Create a new GPU instance. The command blocks until the instance reaches Running status, so when it returns, your instance is ready to use.

OptionShortDefaultDescription
--gpu-g(required)GPU type (run jl gpus to see options)
--template-tpytorchFramework template (run jl templates to see options)
--storage-s40Storage in GB
--name-n"Name me"Instance name (max 40 characters)
--num-gpus1Number of GPUs
--regionRegion pin (e.g. IN1, IN2, EU1)
--http-portsComma-separated HTTP ports to expose (e.g. 7860,8080)
--script-idStartup script ID to run on launch
--script-argsArguments passed to the startup script
--fs-idFilesystem ID to attach
--yes-ySkip confirmation
--jsonOutput as JSON
# Basic instance
jl instance create --gpu RTX5000

# H100 with more storage and a name
jl instance create --gpu H100 --storage 200 --name "training-box"

# With a startup script and filesystem
jl instance create --gpu A100 --script-id 42 --fs-id 10

# Pin to a region
jl instance create --gpu A100 --region EU1

# Expose HTTP ports
jl instance create --gpu RTX5000 --http-ports "7860,8080"

# VM instance (requires SSH key - add one first with jl ssh-key add)
jl instance create --gpu H100 --template vm --name "my-vm"

# Non-interactive
jl instance create --gpu RTX5000 --yes --json

Prompts for confirmation unless --yes is passed. See Regions & GPUs for which GPUs are available in each region and storage constraints.
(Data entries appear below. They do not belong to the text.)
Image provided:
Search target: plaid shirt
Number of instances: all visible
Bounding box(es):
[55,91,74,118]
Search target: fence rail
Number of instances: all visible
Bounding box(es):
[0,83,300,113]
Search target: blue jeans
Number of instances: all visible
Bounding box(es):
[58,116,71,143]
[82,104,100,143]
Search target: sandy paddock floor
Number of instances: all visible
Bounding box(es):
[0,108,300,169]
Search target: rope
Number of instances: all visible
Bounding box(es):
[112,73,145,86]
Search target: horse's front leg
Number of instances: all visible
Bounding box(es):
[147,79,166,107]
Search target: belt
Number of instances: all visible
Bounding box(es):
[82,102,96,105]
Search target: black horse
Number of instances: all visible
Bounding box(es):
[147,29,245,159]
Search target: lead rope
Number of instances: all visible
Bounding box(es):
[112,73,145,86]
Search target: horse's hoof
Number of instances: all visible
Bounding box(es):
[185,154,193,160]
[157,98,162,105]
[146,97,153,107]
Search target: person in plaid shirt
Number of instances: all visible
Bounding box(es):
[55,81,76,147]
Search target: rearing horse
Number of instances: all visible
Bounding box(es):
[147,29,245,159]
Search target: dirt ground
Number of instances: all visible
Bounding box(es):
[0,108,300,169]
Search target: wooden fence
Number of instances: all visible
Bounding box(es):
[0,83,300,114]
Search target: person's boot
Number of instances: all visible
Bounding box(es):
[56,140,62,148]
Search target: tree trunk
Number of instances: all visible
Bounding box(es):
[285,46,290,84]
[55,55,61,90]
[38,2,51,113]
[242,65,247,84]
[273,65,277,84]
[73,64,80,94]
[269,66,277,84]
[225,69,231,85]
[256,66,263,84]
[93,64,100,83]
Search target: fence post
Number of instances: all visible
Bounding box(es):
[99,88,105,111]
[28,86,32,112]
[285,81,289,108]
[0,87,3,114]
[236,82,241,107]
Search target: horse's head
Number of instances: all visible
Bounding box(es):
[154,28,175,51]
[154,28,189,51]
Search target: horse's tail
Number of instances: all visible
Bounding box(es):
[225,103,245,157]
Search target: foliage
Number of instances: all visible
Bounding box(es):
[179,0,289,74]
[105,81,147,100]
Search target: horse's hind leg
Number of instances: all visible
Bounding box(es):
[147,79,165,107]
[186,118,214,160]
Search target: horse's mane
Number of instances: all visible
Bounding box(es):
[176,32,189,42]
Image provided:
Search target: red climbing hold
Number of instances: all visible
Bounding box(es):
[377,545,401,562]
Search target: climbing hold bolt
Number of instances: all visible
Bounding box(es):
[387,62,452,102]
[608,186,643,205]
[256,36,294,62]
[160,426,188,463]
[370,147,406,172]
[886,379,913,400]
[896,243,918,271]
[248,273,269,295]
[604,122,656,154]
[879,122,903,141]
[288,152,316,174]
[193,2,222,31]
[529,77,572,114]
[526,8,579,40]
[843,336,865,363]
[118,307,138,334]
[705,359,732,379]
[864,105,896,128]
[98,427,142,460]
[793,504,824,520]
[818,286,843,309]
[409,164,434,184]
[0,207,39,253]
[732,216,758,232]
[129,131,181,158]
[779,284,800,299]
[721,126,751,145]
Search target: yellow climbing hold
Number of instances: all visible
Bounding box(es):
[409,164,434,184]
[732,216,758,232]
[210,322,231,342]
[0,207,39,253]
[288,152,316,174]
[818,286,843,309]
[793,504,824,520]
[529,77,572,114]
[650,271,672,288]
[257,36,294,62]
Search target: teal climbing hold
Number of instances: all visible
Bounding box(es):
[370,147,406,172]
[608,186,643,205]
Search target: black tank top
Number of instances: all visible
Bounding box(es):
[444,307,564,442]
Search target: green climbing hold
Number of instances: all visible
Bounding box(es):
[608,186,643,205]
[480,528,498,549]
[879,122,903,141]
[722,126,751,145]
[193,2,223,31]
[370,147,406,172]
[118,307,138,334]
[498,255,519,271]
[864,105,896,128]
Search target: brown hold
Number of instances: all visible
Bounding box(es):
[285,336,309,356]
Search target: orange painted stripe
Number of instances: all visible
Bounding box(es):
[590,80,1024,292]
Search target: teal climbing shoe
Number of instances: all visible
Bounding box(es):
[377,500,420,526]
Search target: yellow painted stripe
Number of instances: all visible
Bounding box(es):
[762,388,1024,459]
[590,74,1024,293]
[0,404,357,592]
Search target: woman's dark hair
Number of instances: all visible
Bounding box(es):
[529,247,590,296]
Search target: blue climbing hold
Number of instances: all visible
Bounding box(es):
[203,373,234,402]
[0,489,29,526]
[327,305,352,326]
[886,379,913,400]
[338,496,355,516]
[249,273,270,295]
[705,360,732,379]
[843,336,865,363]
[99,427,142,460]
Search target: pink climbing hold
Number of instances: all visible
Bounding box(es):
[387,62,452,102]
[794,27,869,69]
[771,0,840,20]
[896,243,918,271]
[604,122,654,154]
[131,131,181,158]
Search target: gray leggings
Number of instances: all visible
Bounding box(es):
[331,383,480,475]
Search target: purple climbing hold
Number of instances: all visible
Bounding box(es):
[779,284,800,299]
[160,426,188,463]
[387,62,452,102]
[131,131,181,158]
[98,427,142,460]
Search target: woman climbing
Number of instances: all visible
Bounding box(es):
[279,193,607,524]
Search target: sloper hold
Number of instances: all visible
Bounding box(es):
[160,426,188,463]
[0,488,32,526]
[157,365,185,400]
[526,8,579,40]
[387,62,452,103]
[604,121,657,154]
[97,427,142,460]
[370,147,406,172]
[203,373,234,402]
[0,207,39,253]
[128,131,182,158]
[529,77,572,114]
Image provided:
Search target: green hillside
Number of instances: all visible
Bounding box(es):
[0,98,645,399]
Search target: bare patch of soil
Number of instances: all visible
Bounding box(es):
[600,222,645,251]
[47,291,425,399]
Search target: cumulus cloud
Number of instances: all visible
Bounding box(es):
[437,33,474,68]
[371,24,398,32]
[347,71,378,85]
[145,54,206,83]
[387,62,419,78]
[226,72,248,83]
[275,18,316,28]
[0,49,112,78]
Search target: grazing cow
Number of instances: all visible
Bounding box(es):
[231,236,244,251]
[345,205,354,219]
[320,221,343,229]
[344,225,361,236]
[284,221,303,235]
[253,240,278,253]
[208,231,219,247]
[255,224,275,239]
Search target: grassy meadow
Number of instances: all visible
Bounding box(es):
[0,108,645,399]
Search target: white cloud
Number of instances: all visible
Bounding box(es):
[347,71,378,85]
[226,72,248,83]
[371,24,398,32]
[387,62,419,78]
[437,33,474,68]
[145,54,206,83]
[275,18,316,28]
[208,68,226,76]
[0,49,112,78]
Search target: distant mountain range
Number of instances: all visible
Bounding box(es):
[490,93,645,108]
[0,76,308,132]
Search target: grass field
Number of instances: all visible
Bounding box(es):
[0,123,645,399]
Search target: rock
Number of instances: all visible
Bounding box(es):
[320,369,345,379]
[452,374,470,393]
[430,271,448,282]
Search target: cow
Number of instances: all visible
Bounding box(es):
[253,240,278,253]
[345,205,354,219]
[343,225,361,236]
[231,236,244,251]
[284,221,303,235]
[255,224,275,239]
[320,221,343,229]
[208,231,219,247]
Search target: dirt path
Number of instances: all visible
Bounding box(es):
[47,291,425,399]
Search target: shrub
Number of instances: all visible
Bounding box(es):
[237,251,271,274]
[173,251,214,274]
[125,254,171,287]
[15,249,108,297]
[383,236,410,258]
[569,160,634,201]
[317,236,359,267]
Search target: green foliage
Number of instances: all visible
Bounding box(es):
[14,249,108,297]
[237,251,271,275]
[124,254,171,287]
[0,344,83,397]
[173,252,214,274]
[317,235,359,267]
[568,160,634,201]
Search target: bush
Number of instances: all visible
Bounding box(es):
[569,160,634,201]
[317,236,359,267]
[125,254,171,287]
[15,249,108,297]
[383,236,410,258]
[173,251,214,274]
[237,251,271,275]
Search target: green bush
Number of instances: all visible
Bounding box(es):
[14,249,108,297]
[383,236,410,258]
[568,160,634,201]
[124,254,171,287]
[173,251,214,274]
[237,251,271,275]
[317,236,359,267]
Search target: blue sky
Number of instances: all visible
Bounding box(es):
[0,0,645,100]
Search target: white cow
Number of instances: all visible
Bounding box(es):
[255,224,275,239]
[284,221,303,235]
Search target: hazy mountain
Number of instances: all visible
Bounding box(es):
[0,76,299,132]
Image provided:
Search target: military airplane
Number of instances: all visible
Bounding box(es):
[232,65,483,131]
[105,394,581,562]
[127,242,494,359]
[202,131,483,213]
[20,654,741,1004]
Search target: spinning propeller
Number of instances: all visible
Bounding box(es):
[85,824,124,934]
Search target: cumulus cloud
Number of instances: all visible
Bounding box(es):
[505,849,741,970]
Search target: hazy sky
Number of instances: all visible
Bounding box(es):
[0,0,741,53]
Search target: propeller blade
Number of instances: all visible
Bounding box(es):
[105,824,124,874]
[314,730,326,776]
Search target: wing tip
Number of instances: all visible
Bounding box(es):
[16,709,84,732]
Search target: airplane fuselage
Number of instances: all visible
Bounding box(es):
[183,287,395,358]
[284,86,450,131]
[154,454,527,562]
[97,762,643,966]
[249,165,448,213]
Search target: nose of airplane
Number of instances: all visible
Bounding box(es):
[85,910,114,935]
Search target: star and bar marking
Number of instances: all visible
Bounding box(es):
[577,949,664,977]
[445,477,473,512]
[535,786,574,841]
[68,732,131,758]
jl instance pause <machine_id>

Pause a running instance. Compute billing stops; a small storage cost continues.

OptionShortDescription
--yes-ySkip confirmation
--jsonOutput as JSON
jl instance pause 12345
jl instance pause 12345 --yes --json

jl instance resume <machine_id>

Resume a paused instance. You can also use this opportunity to change the GPU type, expand storage, rename the instance, or attach a different startup script or filesystem. The command blocks until the instance is running again.

OptionShortDescription
--gpu-gResume with a different GPU type
--num-gpusChange number of GPUs
--storage-sExpand storage in GB (can only increase, never shrink)
--name-nRename instance on resume
--script-idStartup script ID to run on resume
--script-argsArguments for the startup script
--fs-idFilesystem ID to attach
--yes-ySkip confirmation
--jsonOutput as JSON
# Resume with defaults
jl instance resume 12345

# Resume with a bigger GPU
jl instance resume 12345 --gpu H100

# Resume with more storage and a new name
jl instance resume 12345 --storage 200 --name "upgraded"
Region Lock & ID Changes

Resume is region-locked — an instance always resumes in its original region. If you request a GPU type not available in that region, the API returns an error.

Resume may also assign a new machine ID. The CLI warns you when this happens. Always use the returned ID for subsequent operations.

jl instance destroy <machine_id>

Permanently delete an instance and all its data.

warning

This action is irreversible. All data on the instance is lost. If you need to keep data across instances, use a filesystem.

OptionShortDescription
--yes-ySkip confirmation
--jsonOutput as JSON
jl instance destroy 12345
jl instance destroy 12345 --yes --json

jl instance rename <machine_id>

Rename an instance.

OptionShortDescription
--name-nNew instance name (required, max 40 characters)
--yes-ySkip confirmation
--jsonOutput as JSON
jl instance rename 12345 --name "experiment-v2"

SSH, Exec & File Transfer

These commands let you interact directly with running instances — open a shell, run commands remotely, or transfer files back and forth.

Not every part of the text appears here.